There is one case in particular that took place for a black couple out of northern California where the homeowners make this statement to CNN- “What that appraisal did is what we were actually asking the appraisers to do, to not consider race, to not consider neighborhoods and or the lines that have been drawn and perpetuated by redlining.” Based on this statement, if an appraiser stays within the neighborhood and the neighborhood happens to be primarily occupied by a minority group, does this indicate racial bias was a factor in completing the appraisal?

In the future, I’d like to discuss more the idea of neighborhoods and market areas. For now, I hope these questions have been thought provoking and at least given some pause to consider different angles.

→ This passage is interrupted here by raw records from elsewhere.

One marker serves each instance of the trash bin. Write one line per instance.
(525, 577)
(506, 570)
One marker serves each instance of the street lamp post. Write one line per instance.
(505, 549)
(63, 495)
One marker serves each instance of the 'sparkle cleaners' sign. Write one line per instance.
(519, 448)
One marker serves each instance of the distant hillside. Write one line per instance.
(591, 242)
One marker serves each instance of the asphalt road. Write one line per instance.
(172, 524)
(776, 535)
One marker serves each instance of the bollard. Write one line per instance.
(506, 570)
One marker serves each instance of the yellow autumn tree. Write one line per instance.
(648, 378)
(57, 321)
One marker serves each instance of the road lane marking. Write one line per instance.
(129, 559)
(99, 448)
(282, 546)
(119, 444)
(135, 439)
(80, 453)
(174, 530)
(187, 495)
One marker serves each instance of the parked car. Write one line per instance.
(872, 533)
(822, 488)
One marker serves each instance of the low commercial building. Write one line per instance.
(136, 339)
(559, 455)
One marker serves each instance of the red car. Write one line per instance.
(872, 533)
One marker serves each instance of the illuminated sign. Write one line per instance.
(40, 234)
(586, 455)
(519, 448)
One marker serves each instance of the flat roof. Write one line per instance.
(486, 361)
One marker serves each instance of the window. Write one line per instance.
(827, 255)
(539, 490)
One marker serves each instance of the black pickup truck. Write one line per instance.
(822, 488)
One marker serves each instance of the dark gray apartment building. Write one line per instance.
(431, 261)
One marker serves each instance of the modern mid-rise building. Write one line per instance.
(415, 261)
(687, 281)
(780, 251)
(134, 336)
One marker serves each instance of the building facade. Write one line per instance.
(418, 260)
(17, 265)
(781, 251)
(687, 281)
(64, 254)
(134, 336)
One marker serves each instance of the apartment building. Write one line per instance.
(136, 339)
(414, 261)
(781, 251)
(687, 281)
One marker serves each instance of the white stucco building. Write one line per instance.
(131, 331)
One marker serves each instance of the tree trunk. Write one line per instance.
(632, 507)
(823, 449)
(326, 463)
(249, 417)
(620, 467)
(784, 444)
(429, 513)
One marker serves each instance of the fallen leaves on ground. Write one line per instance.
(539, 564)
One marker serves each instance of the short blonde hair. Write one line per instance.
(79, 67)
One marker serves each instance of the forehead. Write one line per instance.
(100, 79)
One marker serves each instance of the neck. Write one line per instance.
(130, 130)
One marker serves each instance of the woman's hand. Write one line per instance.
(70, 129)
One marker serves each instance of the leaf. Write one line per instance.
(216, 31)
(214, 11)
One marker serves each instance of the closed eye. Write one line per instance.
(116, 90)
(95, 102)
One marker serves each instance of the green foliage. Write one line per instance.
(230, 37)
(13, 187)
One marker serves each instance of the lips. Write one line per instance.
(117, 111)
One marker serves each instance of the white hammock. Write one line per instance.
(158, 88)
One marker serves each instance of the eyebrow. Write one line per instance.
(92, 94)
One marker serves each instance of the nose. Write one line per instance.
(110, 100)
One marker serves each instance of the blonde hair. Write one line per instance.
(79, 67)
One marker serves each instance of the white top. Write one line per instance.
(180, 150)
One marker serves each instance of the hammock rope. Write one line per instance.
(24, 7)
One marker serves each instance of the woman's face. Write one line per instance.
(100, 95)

Appraisal Racial Bias (part 2)

As mentioned in part 1 of this series, Federal Fair Housing Laws states in clear terms that when it comes to real estate, an individual cannot discriminate based on protected factors. These protected classes include race, color, national origin, religion, sex, gender identity, sexual orientation, familial status, or disability.

As of this writing, the current edition of USPAP is even more detailed when it pertains to the profession of appraising and it states “An appraiser must not use or rely on unsupported conclusions relating to characteristics such as race, color, religion, national origin, gender, marital status, familial status, age, receipt of public assistance income, handicap, or an unsupported conclusion that homogeneity of such characteristics is necessary to maximize value.”

USPAP is a document that is continually being revised. This task is accomplished by members of the Appraisal Standards Board which is an independent board of The Appraisal Foundation. They have been arduously addressing the matter of bias and as part of the current revisions being proposed, are conducting a comprehensive look into the Ethics Rule. As part of their process, they even consulted with antidiscrimination experts in July 2022.

Currently, the proposed changes to USPAP is in its 4th exposure and while I am not going to disclose the contents of these proposed revisions, it seems very apparent that the goal of the current board is to make it abundantly clear within USPAP that unethical and illegal discrimination is explicitly prohibited. If you are interested in reading the draft, you can find it on The Appraisal Foundation website of click on this link: https://appraisalfoundation.sharefile.com/share/view/s80c9bc7163694f5a809cb401316d53cf

Even though USPAP has for a long time always required appraisers to be unbiased, I am proud to be included in a profession that has chosen to continue taking this matter seriously and clearly spell out where we stand. The public needs to be assured that our profession has not, does not and will not tolerate unethical and illegal discrimination.

Appraisal Racial Bias.... Pardon our Interruption

Part 2 has been written and was ready to drop today except for the necessity to provide you important information regarding fast approaching upcoming hearings. Earlier this year, the CFPB’s (Consumer Financial Protection Bureau) Fair Lending Director, Patrice Alexander Ficklin, stated that they were going to prioritize resources to focus on the role of racial bias in home appraisals

The CFPB has announced that they will be holding a hearing with the ASC (Appraisal Subcommittee) specifically to discuss this issue. This hearing is open to the public but it requires an RSVP.